Effects of enoximone on peripheral and central chemoreflex responses in humans

Abstract

cAMP plays an important role in peripheral chemoreflex function in animals. We tested the hypothesis that the phosphodiesterase inhibitor and inotropic medication enoximone increases peripheral chemoreflex function in humans. In a single-blind, randomized, placebo-controlled crossover study of 15 men, we measured ventilatory, muscle sympathetic nerve activity, and hemodynamic responses to 5 min of isocapnic hypoxia, 5 min of hyperoxic hypercapnia, and 3 min of isometric handgrip exercise, separated by 1 wk, with enoximone and placebo administration.

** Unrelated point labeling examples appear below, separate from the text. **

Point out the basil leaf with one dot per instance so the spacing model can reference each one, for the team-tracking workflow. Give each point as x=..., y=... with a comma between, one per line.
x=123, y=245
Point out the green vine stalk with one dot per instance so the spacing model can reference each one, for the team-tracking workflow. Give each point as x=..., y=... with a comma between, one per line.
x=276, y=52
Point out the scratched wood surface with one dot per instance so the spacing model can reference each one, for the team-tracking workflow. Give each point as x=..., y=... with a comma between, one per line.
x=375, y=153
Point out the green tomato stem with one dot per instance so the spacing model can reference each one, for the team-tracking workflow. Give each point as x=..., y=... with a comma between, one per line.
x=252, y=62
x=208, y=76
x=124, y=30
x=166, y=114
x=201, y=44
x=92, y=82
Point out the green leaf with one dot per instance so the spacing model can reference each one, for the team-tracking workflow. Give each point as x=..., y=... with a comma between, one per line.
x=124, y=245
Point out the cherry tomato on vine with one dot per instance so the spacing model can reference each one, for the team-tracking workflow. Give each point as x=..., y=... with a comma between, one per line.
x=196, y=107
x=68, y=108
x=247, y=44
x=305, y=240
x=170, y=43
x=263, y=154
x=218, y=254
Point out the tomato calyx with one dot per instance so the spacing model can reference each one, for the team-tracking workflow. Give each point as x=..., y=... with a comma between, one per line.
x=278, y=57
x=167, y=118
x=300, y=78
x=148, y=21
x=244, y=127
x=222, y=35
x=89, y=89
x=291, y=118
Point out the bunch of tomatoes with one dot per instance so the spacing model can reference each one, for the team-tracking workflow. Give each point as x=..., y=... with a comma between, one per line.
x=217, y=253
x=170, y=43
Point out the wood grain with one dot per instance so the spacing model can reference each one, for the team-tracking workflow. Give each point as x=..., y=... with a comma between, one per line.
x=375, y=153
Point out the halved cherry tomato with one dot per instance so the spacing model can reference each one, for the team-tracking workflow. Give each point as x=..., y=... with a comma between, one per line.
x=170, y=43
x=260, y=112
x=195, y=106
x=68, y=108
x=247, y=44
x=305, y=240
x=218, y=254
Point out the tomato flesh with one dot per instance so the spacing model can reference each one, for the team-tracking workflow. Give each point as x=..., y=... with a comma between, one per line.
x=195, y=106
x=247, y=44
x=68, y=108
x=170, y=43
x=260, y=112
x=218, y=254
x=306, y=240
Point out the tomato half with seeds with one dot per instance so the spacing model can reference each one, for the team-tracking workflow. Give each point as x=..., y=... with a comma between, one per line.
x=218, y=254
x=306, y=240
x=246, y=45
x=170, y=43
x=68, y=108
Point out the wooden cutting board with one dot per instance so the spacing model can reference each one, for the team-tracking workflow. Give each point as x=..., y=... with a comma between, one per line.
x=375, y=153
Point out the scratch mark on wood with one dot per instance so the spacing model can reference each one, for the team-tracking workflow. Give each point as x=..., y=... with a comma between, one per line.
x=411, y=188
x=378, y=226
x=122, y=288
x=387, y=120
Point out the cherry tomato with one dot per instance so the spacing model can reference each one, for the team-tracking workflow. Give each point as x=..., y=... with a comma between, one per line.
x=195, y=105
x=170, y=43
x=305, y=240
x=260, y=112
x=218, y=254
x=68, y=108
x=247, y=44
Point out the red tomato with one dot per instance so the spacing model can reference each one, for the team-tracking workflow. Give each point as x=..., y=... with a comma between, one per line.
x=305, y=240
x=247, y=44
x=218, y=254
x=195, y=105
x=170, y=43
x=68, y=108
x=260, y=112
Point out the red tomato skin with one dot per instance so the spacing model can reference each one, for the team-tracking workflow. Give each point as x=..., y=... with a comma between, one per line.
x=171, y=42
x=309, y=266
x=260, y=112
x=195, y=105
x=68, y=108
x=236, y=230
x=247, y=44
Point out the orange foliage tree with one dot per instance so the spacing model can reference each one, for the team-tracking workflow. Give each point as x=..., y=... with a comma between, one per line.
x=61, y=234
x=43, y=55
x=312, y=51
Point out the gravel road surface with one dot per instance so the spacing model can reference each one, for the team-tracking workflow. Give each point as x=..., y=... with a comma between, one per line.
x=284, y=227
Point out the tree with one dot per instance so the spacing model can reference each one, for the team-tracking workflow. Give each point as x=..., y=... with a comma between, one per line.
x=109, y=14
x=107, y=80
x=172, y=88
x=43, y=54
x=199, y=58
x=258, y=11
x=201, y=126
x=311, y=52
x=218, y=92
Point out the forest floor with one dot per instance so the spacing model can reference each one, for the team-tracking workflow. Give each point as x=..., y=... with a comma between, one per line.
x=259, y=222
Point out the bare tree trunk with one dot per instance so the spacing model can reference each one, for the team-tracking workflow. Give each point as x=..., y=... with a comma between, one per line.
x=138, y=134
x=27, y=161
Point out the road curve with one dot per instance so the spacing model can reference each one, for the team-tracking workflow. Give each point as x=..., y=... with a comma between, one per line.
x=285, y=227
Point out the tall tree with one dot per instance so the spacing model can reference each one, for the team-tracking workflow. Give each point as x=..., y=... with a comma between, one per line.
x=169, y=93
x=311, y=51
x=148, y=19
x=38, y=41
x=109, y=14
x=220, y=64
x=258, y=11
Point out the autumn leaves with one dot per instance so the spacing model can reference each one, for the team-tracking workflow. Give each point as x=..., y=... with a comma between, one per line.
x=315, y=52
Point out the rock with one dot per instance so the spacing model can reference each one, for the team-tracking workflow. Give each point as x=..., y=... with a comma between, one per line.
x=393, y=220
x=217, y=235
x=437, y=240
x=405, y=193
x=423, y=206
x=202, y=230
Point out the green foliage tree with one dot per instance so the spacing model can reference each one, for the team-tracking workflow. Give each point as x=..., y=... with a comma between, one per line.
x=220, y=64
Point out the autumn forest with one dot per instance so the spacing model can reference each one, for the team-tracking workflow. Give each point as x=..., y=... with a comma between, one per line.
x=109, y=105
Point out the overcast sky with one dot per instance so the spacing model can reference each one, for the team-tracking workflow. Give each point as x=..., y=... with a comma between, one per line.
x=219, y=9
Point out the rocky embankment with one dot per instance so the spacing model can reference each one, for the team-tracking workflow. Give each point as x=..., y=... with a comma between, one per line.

Enoximone increased cardiac output by 120 ± 3.7% from baseline ( P < 0.001); it also increased the ventilatory response to acute hypoxia [13.6 ± 1 vs. 11.2 ± 0.7 l/min at 5 min of hypoxia, P = 0.03 vs. placebo (by ANOVA)]. Despite a larger minute ventilation and a smaller decrease in O2 desaturation (83 ± 1 vs. 79 ± 2%, P = 0.003), the muscle sympathetic nerve response to hypoxia was similar between enoximone and placebo (123 ± 6 and 117 ± 6%, respectively, P = 0.28). In multivariate regression analyses, enoximone enhanced the ventilatory ( P < 0.001) and sympathetic responses to isocapnic hypoxia. Hyperoxic hypercapnia and isometric handgrip responses were not different between enoximone and placebo ( P = 0.13). Enoximone increases modestly the chemoreflex responses to isocapnic hypoxia. Moreover, this effect is specific for the peripheral chemoreflex, inasmuch as central chemoreflex and isometric handgrip responses were not altered by enoximone.